They are always here. I’m pretty sure that (in whatever way she perceived) Marlowe understood us to be her people, not herself as our cat. This home was her domain. I go away from home a great deal for work, Shelley does a lot of caring for her mother, Marlowe was a constant in our home when neither of us can be. She was always here to come home to. I was away in NYC doing Lifegame with Improbable in 2000 and Shelley came to visit for a bit. When she arrived home after a week away, Marlowe bounded up to her and jumped into her arms. Puppy-cat. She was indeed our (benevolent) familiar.
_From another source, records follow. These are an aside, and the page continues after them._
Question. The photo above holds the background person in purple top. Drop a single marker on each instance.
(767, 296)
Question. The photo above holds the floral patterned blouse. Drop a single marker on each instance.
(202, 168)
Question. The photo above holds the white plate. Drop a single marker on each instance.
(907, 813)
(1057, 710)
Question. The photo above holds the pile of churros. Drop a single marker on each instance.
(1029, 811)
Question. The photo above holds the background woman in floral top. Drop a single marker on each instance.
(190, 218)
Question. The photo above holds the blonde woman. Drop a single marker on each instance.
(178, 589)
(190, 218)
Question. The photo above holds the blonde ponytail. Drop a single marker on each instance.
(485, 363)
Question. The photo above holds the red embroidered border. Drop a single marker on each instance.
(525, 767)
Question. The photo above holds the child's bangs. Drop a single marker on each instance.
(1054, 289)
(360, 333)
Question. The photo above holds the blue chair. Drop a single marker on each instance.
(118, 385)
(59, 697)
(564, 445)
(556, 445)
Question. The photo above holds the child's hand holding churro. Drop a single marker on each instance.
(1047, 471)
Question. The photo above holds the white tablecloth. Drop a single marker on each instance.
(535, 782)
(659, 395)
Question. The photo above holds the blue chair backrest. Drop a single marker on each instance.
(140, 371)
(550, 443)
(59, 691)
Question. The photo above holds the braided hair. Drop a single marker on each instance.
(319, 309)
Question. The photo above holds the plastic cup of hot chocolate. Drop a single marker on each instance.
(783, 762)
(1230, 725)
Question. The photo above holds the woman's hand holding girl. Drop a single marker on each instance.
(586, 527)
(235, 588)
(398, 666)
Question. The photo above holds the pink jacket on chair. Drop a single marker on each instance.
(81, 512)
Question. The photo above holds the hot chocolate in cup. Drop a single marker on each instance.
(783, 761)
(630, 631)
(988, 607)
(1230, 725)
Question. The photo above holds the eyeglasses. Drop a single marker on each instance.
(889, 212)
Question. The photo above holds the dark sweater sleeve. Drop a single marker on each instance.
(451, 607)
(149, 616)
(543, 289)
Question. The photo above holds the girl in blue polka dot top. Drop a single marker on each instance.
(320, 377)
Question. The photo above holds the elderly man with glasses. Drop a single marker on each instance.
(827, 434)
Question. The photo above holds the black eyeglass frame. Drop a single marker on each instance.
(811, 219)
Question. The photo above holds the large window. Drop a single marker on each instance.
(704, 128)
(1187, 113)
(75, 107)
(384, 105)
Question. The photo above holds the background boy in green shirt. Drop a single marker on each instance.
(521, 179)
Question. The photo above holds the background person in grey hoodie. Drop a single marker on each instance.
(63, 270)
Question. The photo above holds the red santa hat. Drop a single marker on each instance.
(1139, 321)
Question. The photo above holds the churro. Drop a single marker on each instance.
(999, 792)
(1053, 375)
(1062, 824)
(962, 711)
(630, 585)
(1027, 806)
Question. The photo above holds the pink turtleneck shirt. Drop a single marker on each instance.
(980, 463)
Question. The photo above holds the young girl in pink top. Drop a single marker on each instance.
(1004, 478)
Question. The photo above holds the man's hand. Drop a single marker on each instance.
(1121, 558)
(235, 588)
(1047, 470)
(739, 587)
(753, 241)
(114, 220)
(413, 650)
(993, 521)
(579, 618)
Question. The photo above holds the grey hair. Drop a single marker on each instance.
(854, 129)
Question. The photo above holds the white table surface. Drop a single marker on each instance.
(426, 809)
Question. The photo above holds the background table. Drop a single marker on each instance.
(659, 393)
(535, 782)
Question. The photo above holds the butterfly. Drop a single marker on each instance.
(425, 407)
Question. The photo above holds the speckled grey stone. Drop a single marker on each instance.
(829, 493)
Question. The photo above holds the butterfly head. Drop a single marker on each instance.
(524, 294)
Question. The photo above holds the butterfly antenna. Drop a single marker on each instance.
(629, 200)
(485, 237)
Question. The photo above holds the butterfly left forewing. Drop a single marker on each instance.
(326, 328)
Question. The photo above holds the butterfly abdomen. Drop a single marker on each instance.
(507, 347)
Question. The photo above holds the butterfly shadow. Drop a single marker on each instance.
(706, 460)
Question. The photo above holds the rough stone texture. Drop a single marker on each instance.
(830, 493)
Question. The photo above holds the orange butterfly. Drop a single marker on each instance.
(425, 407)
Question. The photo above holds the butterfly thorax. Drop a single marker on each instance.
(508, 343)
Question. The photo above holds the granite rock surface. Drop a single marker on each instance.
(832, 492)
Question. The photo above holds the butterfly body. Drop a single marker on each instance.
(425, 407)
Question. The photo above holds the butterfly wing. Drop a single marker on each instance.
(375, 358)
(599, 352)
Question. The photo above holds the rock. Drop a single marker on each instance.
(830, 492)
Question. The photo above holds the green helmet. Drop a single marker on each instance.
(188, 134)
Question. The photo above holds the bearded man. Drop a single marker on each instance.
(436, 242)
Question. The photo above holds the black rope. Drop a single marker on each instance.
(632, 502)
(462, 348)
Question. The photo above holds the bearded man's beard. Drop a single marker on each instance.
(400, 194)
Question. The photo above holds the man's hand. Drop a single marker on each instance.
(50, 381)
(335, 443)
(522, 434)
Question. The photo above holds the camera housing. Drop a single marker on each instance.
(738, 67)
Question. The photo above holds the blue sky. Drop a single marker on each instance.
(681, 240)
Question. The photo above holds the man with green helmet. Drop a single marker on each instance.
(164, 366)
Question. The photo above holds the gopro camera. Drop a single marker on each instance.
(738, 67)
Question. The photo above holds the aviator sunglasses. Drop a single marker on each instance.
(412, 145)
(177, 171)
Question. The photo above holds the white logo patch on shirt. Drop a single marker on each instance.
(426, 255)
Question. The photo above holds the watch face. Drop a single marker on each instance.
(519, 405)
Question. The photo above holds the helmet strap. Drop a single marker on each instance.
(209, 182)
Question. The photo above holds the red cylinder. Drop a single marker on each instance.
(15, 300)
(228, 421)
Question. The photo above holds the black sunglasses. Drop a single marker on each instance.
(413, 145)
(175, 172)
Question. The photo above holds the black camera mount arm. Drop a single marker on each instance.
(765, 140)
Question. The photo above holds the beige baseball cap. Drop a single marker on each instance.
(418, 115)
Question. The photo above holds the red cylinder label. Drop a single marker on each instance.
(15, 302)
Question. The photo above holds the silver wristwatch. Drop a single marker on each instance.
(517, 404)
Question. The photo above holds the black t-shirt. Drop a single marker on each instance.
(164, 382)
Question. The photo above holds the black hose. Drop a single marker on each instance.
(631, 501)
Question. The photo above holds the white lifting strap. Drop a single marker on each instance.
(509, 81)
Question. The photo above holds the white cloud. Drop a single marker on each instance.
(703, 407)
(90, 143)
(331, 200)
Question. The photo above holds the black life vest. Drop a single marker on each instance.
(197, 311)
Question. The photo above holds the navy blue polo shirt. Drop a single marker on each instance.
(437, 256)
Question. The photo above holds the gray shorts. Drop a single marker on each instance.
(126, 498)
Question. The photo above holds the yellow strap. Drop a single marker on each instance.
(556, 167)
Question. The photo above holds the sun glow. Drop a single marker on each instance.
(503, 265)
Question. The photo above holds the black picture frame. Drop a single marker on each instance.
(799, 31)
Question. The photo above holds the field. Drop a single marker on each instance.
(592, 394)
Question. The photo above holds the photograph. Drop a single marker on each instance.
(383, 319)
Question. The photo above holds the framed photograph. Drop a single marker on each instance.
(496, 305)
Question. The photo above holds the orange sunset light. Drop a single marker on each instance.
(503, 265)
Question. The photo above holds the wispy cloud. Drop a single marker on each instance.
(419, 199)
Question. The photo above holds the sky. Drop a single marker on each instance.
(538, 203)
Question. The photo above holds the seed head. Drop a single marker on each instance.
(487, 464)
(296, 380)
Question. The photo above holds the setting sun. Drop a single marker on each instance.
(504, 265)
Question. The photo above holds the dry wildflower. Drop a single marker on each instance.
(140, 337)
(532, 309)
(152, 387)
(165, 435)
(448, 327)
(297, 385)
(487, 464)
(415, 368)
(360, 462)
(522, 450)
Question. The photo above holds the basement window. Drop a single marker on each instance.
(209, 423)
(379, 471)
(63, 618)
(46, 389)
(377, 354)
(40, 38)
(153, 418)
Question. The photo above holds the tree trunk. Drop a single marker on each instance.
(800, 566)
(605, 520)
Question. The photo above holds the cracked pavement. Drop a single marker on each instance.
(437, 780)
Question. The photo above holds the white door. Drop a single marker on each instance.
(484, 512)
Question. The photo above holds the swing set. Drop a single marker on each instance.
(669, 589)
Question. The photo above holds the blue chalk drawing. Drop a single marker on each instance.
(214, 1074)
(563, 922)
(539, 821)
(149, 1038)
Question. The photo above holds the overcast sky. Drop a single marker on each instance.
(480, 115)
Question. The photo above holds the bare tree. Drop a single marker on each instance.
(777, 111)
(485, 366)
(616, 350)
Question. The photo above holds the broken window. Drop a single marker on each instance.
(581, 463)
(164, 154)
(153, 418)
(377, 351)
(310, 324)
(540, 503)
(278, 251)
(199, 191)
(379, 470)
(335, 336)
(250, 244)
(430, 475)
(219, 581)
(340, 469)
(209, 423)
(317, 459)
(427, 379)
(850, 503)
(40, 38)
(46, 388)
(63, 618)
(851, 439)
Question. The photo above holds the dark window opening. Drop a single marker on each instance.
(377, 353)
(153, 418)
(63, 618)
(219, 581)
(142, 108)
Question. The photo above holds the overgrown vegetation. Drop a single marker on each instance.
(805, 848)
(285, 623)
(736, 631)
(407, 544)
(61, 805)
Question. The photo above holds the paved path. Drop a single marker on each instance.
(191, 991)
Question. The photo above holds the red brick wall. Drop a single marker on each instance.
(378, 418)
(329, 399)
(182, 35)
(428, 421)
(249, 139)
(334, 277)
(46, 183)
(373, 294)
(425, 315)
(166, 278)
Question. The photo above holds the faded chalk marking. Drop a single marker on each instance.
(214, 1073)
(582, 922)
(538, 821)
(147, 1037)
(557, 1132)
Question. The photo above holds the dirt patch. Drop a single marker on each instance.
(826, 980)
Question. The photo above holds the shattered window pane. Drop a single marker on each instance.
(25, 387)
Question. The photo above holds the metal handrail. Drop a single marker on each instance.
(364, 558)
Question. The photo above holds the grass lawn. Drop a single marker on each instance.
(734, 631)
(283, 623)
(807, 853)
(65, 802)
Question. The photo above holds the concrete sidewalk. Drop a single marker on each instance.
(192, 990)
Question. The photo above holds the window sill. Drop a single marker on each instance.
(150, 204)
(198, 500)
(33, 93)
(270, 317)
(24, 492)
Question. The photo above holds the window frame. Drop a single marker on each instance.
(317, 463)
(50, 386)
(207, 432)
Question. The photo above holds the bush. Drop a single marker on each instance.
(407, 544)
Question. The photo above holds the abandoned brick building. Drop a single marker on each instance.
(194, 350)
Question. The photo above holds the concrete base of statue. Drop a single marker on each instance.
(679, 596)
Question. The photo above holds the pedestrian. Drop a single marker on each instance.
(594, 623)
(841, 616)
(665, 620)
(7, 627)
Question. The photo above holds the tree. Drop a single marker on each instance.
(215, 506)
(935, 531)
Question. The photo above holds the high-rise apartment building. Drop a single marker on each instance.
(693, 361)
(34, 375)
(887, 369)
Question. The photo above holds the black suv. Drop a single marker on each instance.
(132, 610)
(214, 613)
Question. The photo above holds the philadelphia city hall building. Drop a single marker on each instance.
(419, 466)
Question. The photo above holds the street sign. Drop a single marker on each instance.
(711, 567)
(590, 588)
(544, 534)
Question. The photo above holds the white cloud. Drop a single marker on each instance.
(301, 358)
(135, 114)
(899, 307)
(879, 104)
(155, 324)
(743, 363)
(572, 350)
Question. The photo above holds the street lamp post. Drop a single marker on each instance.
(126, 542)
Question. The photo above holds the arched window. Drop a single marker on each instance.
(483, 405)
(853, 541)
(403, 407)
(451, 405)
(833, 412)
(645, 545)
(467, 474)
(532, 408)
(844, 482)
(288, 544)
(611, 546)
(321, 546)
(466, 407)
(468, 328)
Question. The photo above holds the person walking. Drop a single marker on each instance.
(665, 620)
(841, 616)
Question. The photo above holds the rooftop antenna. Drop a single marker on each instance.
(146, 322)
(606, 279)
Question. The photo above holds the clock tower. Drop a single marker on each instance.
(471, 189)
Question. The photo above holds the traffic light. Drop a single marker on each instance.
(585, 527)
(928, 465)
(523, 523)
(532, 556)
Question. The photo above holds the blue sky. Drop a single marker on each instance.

This loss, I think because it was not a person, has many echoes of our losses of people. Marlowe’s last hour or so reminded us of how it was when Shelley’s father was dying. When we stroked her fur I recalled the impossible pain my sister was in at her son’s funeral, stroking his hair and putting off the moment the lid went on the coffin. When we buried Marlowe it reminded me of the depth of my father’s grave, how far down into the earth they laid him. It has reminded us of our childlessness, of my illnesses. Digging a little and deep grave (city foxes need to be accounted for) made me think of my father burying our dog when I was young, his grief – and how unfair it was that those jobs were so often ‘dad jobs’.
There were also precious moments – holding Marlowe as she died, being at home with her, laying her in a shoe box to go in the ground, digging the earth together, our London soil that is rubble and clay, felt good. We were attending to mortality – hers and our own. It felt right.
And now she’s gone. And we are grieving. This little cat that never grew very big and filled up so much of our lives. Another joy has been the generosity of family and friends towards this loss, the kindness of the vet and the pet insurance people, the understanding of people at work. The acknowledgement of a genuine loss. Their knowledge of their own creature-loss. If any have thought ‘just a cat’, they have been kind enough not to suggest it. But I’m not sure many have, so many people in real life and on social media have been immensely generous. The best of losses also offer a chance for connection. I am grateful for the 20 years of connection with a precious creature. I am grateful for the kindness of others.